The thing about cheese, (and I think i've had this discussion with you before) is to keep in mind that it actually is physically addicting. So the sooner you stop eating it the sooner you will stop craving it.

I was never a big cheese fan in the first place but nowadays i find cheese to be sort of repulsive. I don't think its stretching the truth to describe cheese as excretions from animals that have partially spoiled.
 
Veganism is NOT a diet...it is a choice...just before you eat any of those products ask yourself "has an animal died in order to produce this?" In the case of cheese the animal may not have died but may have suffered something other than a natural life. There is a chain to be followed from the need of a calf to produce the milk needed for the cheese, the killing of the male calves.....we all slip up now and then..just give it some thought and feel good knowing you are at least trying......personally it is the Earth l am trying to save...a big goal but look how much Covid has changed things in a few months...we can DO THIS!
 
  • Agree
Reactions: Forest Nymph
Packaged things that haven't been opened can be donated to food banks, which desperately need food during the pandemic.

Some foods that are open and unsharable can be composted. Do you compost?

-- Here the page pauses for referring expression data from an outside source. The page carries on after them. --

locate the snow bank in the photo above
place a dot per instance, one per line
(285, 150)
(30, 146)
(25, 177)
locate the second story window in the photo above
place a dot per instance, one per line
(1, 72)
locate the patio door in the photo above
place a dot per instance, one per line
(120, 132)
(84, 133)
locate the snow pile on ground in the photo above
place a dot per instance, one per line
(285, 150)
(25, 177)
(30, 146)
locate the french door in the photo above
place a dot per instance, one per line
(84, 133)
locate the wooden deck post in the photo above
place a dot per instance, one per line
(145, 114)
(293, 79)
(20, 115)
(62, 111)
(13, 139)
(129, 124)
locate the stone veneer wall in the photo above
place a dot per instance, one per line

I also agree with Lou that it's okay to transition slowly, from vegetarian to vegan. Just eat your food you have, but add more and more vegan meals until you're totally plant-based.
 
Veganism is NOT a diet...it is a choice...just before you eat any of those products ask yourself "has an animal died in order to produce this?" In the case of cheese the animal may not have died but may have suffered something other than a natural life. There is a chain to be followed from the need of a calf to produce the milk needed for the cheese, the killing of the male calves.....we all slip up now and then..just give it some thought and feel good knowing you are at least trying......personally it is the Earth l am trying to save...a big goal but look how much Covid has changed things in a few months...we can DO THIS!

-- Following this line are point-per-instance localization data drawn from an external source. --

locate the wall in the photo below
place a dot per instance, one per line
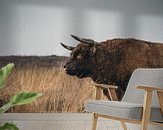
(35, 27)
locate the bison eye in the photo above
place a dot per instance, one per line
(79, 56)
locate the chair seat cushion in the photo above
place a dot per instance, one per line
(125, 110)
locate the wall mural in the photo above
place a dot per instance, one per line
(65, 82)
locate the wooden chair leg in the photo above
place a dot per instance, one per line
(146, 110)
(124, 125)
(94, 121)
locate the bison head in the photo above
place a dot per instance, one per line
(82, 58)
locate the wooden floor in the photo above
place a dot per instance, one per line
(57, 121)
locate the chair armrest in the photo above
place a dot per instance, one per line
(149, 88)
(104, 86)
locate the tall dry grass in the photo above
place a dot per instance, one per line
(61, 93)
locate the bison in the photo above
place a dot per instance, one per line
(112, 61)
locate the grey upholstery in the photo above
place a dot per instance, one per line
(131, 105)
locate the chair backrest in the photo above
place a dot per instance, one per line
(147, 77)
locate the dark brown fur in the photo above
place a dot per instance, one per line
(114, 61)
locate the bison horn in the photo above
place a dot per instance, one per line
(84, 40)
(67, 47)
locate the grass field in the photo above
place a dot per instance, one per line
(61, 93)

Exactly. Remember that food that has already been purchased or opened won't hurt or exploit any new animals. It also won't put any more demand for animal products into the capitalist system. That's why I think it's fine for vegans who are poor or homeless to accept vegetarian food if they don't have any other choice (it's not like they're buying the food themselves) or for people to "dumpster dive" (which frankly is not advisable during a major pandemic but under normal circumstances).
 
You can get vegan cheese and nutritional yeast. Plus there are loads of vegan snack bars like rocky roads and more out now. Just explore the supermarket one day! Every time you get a craving sit down and watch an exposƩ or a documentary to remind yourself. Hope this helps!